Pareil scénario, s'il était sorti de la plume d'un scénariste, aurait eu du mal à se trouver un producteur. Le film sur Marita Lorenz, actuellement en préparation, réunit pas un, mais deux producteurs: la maison québécoise Locomotion Films, et la maison française Gaumont. Budget : 10 millions. Au scénario, Doug Taylor. Et en conseillère, Marita Lorenz elle-même.

«Ce qui a pesé dans sa décision, c'est que nous sommes canadiens. Il y a ici tout un contexte qui la met à l'aise», révèle Brigitte Janson, productrice chez Locomotion Films.

«Je n'ai jamais tout dit à tout le monde, mais cette fois-ci, c'est ce que je vais faire», promet doucement Marita Lorenz. L'exagente de la CIA vit quelque part aux États- Unis. S'il ne nous a fallu que quelques jours pour être mis en contact téléphonique avec elle, retrouver l'ancienne maîtresse de Castro avait demandé plusieurs années au cinéaste Wilfried Huismann, auteur de Cher Fidel, sorti en 2000.
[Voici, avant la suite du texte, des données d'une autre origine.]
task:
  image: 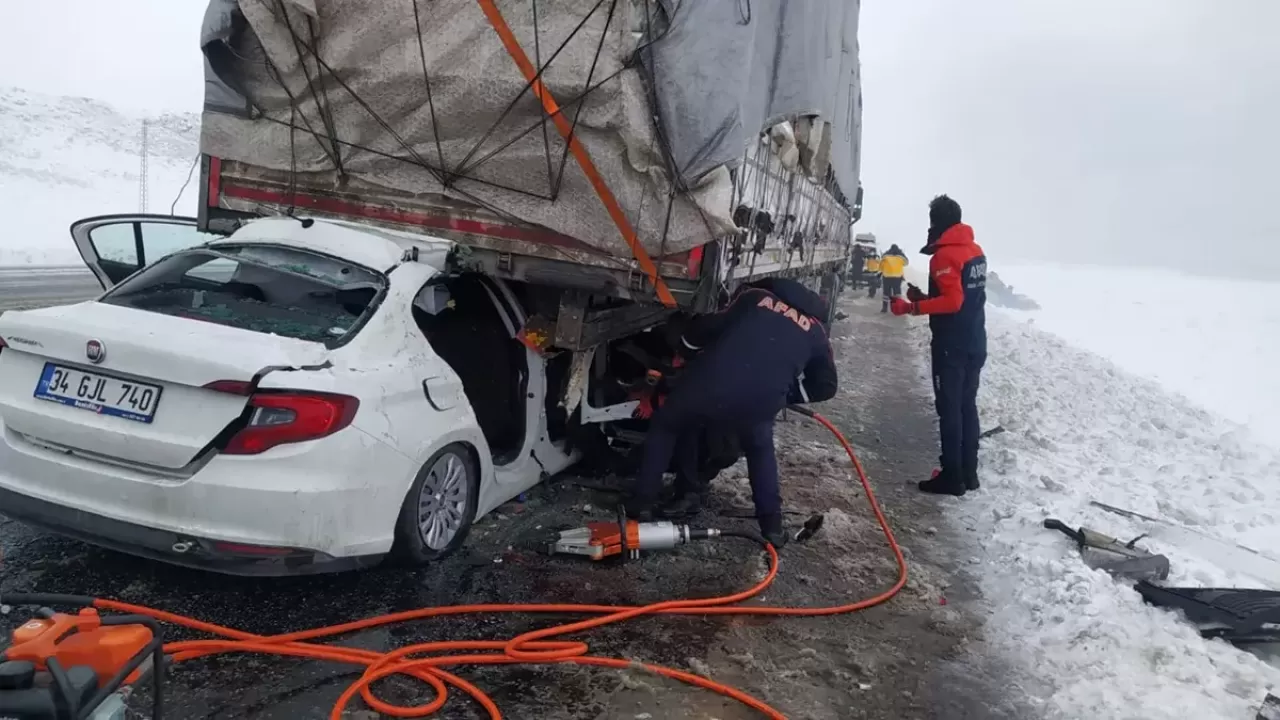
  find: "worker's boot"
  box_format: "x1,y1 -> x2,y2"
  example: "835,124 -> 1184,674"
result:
919,470 -> 965,497
626,497 -> 654,523
658,491 -> 703,520
760,515 -> 787,550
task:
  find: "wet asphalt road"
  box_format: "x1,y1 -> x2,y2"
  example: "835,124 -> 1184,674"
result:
0,268 -> 102,311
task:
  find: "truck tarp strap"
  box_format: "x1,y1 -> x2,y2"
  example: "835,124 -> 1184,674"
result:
476,0 -> 676,307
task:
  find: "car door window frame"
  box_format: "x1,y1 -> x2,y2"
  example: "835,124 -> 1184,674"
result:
70,213 -> 216,290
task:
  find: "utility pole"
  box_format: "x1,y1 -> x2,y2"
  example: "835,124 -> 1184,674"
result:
138,118 -> 150,213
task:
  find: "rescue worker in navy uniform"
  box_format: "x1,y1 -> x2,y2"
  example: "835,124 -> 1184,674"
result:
628,279 -> 838,547
892,195 -> 987,496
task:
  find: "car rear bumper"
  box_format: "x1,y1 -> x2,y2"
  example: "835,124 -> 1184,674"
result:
0,488 -> 384,577
0,424 -> 413,574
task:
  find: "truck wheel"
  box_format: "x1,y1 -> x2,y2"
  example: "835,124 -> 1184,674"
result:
392,443 -> 480,565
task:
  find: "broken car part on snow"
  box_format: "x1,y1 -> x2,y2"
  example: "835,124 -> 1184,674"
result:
1044,518 -> 1169,580
1044,502 -> 1280,646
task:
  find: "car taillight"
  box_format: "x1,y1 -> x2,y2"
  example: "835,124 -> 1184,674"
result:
223,391 -> 360,455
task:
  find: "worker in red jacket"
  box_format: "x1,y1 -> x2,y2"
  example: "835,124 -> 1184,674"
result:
891,195 -> 987,496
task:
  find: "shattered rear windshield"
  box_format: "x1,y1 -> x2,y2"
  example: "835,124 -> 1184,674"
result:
101,245 -> 387,345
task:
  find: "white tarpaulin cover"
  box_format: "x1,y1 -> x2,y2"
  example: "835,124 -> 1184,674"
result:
201,0 -> 861,255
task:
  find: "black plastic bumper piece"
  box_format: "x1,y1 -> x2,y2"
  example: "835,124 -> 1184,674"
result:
0,488 -> 385,577
1135,580 -> 1280,644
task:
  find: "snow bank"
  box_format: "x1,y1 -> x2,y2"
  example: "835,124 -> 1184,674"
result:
0,87 -> 200,265
919,310 -> 1280,720
998,260 -> 1280,447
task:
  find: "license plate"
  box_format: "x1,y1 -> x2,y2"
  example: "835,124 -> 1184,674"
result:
36,363 -> 161,423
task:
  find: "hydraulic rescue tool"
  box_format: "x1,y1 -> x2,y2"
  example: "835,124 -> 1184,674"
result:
547,507 -> 721,560
0,593 -> 164,720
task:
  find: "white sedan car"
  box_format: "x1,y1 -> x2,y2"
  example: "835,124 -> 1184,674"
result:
0,215 -> 575,574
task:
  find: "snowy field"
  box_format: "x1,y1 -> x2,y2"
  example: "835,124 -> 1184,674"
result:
0,87 -> 200,266
919,266 -> 1280,720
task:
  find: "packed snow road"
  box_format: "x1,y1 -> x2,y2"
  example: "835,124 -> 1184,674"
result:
0,268 -> 102,313
0,292 -> 1018,720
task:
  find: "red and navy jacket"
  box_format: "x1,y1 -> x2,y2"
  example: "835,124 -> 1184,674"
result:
913,223 -> 987,352
680,278 -> 838,413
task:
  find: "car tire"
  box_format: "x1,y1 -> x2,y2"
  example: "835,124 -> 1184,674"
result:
392,443 -> 480,565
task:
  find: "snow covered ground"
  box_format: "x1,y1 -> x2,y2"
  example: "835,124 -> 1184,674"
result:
998,260 -> 1280,447
0,87 -> 200,266
901,266 -> 1280,720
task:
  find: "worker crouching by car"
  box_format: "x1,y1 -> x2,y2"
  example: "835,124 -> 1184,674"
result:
628,279 -> 837,547
891,195 -> 987,496
881,245 -> 908,313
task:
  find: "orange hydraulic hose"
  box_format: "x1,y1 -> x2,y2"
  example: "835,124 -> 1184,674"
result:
476,0 -> 676,307
93,413 -> 908,720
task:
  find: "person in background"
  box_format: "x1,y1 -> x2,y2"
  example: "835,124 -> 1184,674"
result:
863,252 -> 879,297
881,245 -> 908,313
849,243 -> 867,290
890,195 -> 987,496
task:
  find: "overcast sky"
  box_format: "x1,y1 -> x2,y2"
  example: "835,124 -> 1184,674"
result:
0,0 -> 1280,277
859,0 -> 1280,278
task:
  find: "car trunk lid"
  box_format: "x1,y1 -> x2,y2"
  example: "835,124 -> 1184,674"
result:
0,302 -> 328,470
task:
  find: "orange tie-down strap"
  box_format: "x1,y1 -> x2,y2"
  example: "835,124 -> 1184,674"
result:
476,0 -> 676,307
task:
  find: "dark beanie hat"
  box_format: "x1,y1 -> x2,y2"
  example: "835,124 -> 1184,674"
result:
929,195 -> 960,229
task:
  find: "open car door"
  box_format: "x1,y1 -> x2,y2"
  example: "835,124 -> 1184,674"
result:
72,214 -> 221,290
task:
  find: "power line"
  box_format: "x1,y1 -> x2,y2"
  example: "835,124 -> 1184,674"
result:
138,118 -> 150,213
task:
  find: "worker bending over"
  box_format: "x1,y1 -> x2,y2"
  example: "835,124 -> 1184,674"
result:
628,279 -> 837,547
891,195 -> 987,496
881,245 -> 908,313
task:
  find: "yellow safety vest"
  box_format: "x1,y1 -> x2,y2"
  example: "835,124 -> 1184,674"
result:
881,255 -> 906,278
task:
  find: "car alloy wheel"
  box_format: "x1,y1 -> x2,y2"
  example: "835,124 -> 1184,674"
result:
417,451 -> 474,551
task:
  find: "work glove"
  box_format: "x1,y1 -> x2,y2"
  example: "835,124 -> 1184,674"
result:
888,297 -> 916,315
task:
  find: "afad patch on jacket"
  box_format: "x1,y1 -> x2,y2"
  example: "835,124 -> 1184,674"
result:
755,296 -> 813,332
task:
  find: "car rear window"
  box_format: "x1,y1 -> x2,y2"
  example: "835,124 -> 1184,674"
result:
101,245 -> 387,346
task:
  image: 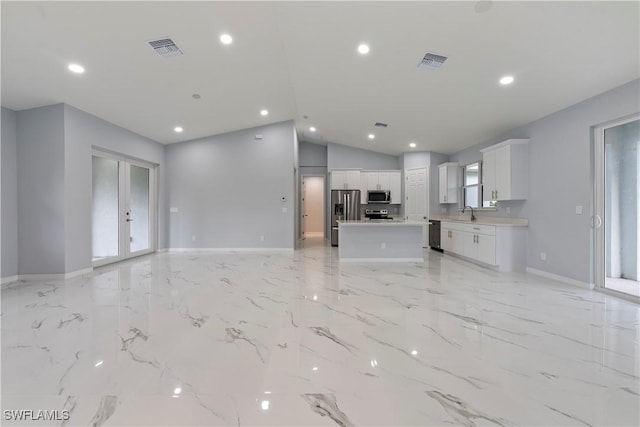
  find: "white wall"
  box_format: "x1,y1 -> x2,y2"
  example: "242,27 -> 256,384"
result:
64,105 -> 167,272
17,104 -> 65,274
327,143 -> 400,170
0,108 -> 18,278
450,80 -> 640,282
3,104 -> 166,275
166,121 -> 296,248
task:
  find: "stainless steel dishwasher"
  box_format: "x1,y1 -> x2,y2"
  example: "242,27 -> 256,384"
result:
429,219 -> 444,252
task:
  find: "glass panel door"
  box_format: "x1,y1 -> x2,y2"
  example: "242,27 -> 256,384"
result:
92,156 -> 121,262
593,118 -> 640,297
125,165 -> 151,254
93,153 -> 157,266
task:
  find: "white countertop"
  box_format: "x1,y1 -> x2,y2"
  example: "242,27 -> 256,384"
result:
337,219 -> 426,227
429,213 -> 529,227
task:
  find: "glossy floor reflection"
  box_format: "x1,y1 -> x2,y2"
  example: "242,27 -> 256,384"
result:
1,242 -> 640,426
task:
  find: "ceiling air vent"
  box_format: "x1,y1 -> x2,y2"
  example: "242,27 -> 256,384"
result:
149,37 -> 184,58
418,53 -> 447,70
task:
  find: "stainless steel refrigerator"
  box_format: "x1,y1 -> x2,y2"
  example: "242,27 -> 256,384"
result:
331,190 -> 360,246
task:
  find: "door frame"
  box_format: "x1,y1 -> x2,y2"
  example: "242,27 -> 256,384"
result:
590,113 -> 640,295
300,173 -> 327,239
402,165 -> 430,248
91,147 -> 159,267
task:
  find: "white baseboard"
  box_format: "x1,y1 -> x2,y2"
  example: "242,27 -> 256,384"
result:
164,248 -> 293,253
2,267 -> 93,284
340,258 -> 424,262
527,267 -> 595,289
0,275 -> 20,285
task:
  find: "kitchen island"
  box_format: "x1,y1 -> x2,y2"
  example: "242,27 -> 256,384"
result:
338,219 -> 424,262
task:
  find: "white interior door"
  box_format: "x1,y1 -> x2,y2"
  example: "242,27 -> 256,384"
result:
302,176 -> 324,237
92,152 -> 157,266
591,116 -> 640,297
404,168 -> 429,248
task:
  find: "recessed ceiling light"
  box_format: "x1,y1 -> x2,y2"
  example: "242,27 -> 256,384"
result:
68,64 -> 84,74
500,76 -> 514,85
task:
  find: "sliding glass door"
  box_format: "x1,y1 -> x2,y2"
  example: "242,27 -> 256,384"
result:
592,116 -> 640,297
92,151 -> 157,266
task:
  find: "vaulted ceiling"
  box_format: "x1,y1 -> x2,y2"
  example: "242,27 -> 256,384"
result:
1,0 -> 640,154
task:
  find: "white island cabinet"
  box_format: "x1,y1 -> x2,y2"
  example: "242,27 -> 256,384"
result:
338,220 -> 424,262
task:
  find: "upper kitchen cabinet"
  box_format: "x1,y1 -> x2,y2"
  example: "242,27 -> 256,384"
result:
361,170 -> 402,204
480,139 -> 529,201
438,162 -> 459,203
331,170 -> 361,190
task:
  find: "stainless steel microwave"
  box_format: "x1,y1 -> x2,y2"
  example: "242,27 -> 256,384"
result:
367,190 -> 391,203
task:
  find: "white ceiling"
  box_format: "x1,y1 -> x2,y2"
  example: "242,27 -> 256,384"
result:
1,1 -> 640,154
«Huismann a fait un très bon documentaire sur moi, ainsi qu'un livre. Dans ce pays, il est le seul avec qui j'ai pu parler», raconte Marita Lorenz. Le documentaire avait attisé la curiosité de plusieurs cinéastes, dont Oliver Stone. «Il allait faire le projet, mais ça ne s'est pas fait. Nous sommes toujours amis, mais j'ai finalement choisi de travailler avec les Québécois. Tout ce qui n'a pas été dit ou montré va l'être», se réjouit-elle.

Tout? Tout. D'abord, il y a l'enfance, passée en Allemagne entre un père allemand, une mère américaine, elle-même recrue de la CIA. Il y a les voyages avec le père, puis il y a le coup de foudre, lors d'une escale à Cuba, le 27 février 1959. «Je n'avais jamais eu d'aventure avant de rencontrer Fidel. Ça a changé ma vie», dit, intarissable sur le sujet, Marita Lorenz.

Contre l'avis de ses parents, Marita Lorenz quitte les États-Unis pour s'installer à La Havane. Parmi ses amis, le Che. Dans son coeur, Castro. «Il était très enthousiaste, très heureux, très fier de ses réalisations, mais il était bouleversé aussi. Politiquement il était naïf. Il était très drôle, il ne dansait pas. Il était jaloux, il était adorable», se souvient Marita Lorenz.

À Cuba, la jeune femme s'installe au 24e étage du Hilton de La Havane, dans le QG de Castro. «Je répondais à son courrier, à son téléphone, je faisais des traductions. Je l'ai attendu. Moi aussi, j'étais très jalouse, mais je savais qu'il appartenait à Cuba», dit-elle.

La passion finira en drame. Marita Lorenz, enceinte, est forcée d'avorter dans des conditions qui restent aujourd'hui mystérieuses. De retour aux États-Unis, elle est enrôlée par la CIA, avec une mission: tuer Castro. «La CIA m'a tellement lavé le cerveau, ils m'ont donné des drogues, ordonné de tuer Castro pour honorer ma citoyenneté américaine», dit-elle.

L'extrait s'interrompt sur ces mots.